3 billion people across the world work in frontline jobs. Yet, despite rising costs and staff shortages, frontline organisations are still left to choose between paper, Excel, and WhatsApp, or decade-old workforce management solutions to take care of the most important part of their businesses - their people.

Enter Sona: the next generation of AI-native, frontline workforce management.
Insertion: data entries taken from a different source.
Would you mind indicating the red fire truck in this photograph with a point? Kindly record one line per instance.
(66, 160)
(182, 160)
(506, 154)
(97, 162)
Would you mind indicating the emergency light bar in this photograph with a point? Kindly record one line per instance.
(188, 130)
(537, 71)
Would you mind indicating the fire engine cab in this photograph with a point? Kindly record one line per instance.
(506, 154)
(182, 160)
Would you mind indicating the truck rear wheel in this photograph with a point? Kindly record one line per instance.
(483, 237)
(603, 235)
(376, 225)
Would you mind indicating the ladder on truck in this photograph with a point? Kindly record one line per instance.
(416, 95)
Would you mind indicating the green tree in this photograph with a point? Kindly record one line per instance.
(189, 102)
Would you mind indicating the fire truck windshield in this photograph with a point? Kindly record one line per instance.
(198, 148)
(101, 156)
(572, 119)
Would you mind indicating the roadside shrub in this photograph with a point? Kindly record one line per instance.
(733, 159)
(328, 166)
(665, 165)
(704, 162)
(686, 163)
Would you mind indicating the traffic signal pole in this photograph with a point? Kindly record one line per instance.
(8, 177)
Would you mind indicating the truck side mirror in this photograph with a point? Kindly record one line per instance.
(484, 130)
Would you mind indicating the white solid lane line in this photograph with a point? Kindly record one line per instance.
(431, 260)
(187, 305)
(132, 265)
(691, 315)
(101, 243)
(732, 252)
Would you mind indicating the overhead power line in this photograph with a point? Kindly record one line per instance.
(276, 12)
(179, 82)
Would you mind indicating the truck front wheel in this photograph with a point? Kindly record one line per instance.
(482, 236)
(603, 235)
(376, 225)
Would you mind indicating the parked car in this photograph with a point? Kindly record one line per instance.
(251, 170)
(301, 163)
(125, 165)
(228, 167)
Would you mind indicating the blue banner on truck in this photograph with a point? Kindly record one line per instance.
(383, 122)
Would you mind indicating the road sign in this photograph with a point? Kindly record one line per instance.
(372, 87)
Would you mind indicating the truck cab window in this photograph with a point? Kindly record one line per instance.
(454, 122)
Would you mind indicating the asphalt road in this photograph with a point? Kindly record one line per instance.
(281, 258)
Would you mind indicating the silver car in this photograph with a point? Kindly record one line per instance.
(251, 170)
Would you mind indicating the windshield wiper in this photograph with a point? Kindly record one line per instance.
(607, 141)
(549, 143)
We've built an end-to-end platform covering Scheduling, HR, Payroll, and Communications that gives the largest frontline organisations everything they need to staff more intelligently and empower their teams.

In under 5 years, we've already made a deep impact on the lives of over 100k frontline workers and the operation of their organisations, grown the team to 140+, and secured over $100M in funding from notable VC's, including our Series B led by N47 alongside Felicis, Northzone, and Gradient Ventures (Google).

It's a hugely exciting time to be joining the team as we're still small enough that you'll have a significant impact on the company's growth trajectory and culture, yet large enough to have a great structure, experienced leaders and world-class benefits in place. More on working at Sona here.

About the Role

You'll join a two-person ML team that has built a production forecasting system running daily half-hourly predictions across multiple restaurant chains. Our forecasting models enter into a complex environment with key machine and human decisions being made on their predictions, facing feedback loops and a highly variable environment. The system works - the challenge now is scaling it from a handful of clients to 100s.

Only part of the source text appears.